Historic house in Virginia, United States

Mayfield Cottage is a historic plantation house located near the grounds of Central State Hospital near Petersburg, Dinwiddie County, Virginia. Believed to be the oldest existing brick house in Dinwiddie County, it was built around 1750 and the residence of Robert Ruffin until 1769, when he moved to King William County. From 1885, the property was used by the hospital for its headquarters. The house remained part of the hospital complex until 1969. It was moved from its original site about .5 mi to the southeast of the present site in 1969.

==History==
Built about 1750, the 1 1/2-story brick Colonial era mansion features a jerkin-head roof, distinctive interior woodwork, and classic Virginia style Flemish bond masonry.

Shortly after the American Revolutionary War, William Digges Sr. lived at Mayfield and advertised for overseers for his Denbigh Plantation downstream in Warwick County (which near Yorktown was damaged during that conflict). He advertized Mayfield plantation, described as including 400 acres, for sale in November 1784. The following year, William Digges Jr. and Dudley Digges Jr. advertised for sale between 600 and 800 acres near New-Port-News.

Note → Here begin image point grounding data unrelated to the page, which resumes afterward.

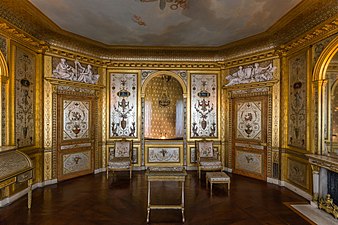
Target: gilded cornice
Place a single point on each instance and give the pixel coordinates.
(262, 56)
(163, 65)
(21, 37)
(60, 82)
(310, 38)
(304, 17)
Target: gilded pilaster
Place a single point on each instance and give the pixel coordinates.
(104, 116)
(275, 139)
(48, 111)
(284, 101)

Although many Dinwiddie County records are lost, it was owned by Thomas Tabb Bolling who died in 1810. His son Thomas Radford Bolling, who had been born in the house in 1797, probably inherited it. However, in 1816 it was insured by Edward Osborne Goodwyn, who passed it to his sister, who died in 1847 and bequeathed it to her daughter Mrs. Eliza Whitworth Willson. In 1882, Henry Chamberlayne Willson and his wife Eliza sold the house and 290 acres including a granite quarry to the city of Petersburg. In accordance with special legislation passed by the Virginia General Assembly, it was accepted by the board of trustees of the Central Lunatic Asylum as the site of their future hospital.

During the Confederate Army's final attempts to defend Petersburg in 1865, defensive lines Fort Whitworth and Fort Gregg were on Mayfield property, and captured by Federal troops on April 2, 1865.

Although the Mayfield mansion lost some interior partitions in the intervening decades, much of architectural significance remained, although the building itself had been obscured by institutional buildings of the hospital complex until recent times.

Mayfield Cottage was listed on the National Register of Historic Places in 1969.